A polymorphic minisatellite region of BORIS regulates gene expression and its rare variants correlate with lung cancer susceptibility.
- Author:
Se Lyun YOON
1
;
Yun Gil ROH
;
In Sun CHU
;
Jeonghoon HEO
;
Seung Il KIM
;
Heekyung CHANG
;
Tae Hong KANG
;
Jin Woong CHUNG
;
Sang Seok KOH
;
Vladimir LARIONOV
;
Sun Hee LEEM
Author Information
- Publication Type:Original Article
- MeSH: Alleles; Clone Cells; Cloning, Organism; CpG Islands; DNA; Gene Expression*; Luciferases; Lung Neoplasms*; Lung*; Minisatellite Repeats*; Promoter Regions, Genetic
- From:Experimental & Molecular Medicine 2016;48(7):e246-
- CountryRepublic of Korea
- Language:English
- Abstract: Aberrant expression of BORIS/CTCFL (Brother of the Regulator of Imprinted Sites/CTCF-like protein) is reported in different malignancies. In this study, we characterized the entire promoter region of BORIS/CTCFL, including the CpG islands, to assess the relationship between BORIS expression and lung cancer. To simplify the construction of luciferase reporter cassettes with various-sized portions of the upstream region, genomic copies of BORIS were isolated using TAR cloning technology.
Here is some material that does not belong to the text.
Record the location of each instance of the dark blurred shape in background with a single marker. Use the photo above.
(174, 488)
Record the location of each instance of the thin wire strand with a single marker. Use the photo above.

We analyzed three promoter blocks: the GATA/CCAAT box, the CpG islands and the minisatellite region BORIS-MS2. Polymorphic minisatellite sequences were isolated from genomic DNA prepared from the blood of controls and cases. Of the three promoter blocks, the GATA/CCAAT box was determined to be a critical element of the core promoter, while the CpG islands and the BORIS-MS2 minisatellite region were found to act as regulators. Interestingly, the polymorphic minisatellite region BORIS-MS2 was identified as a negative regulator that repressed the expression levels of luciferase reporter cassettes less effectively in cancer cells compared with normal cells. We also examined the association between the size of BORIS-MS2 and lung cancer in a case–control study with 590 controls and 206 lung cancer cases. Rare alleles of BORIS-MS2 were associated with a statistically significantly increased risk of lung cancer (odds ratio, 2.04; 95% confidence interval, 1.02–4.08; and P=0.039). To conclude, our data provide information on the organization of the BORIS promoter region and gene regulation in normal and cancer cells. In addition, we propose that specific alleles of the BORIS-MS2 region could be used to identify the risk for lung cancer.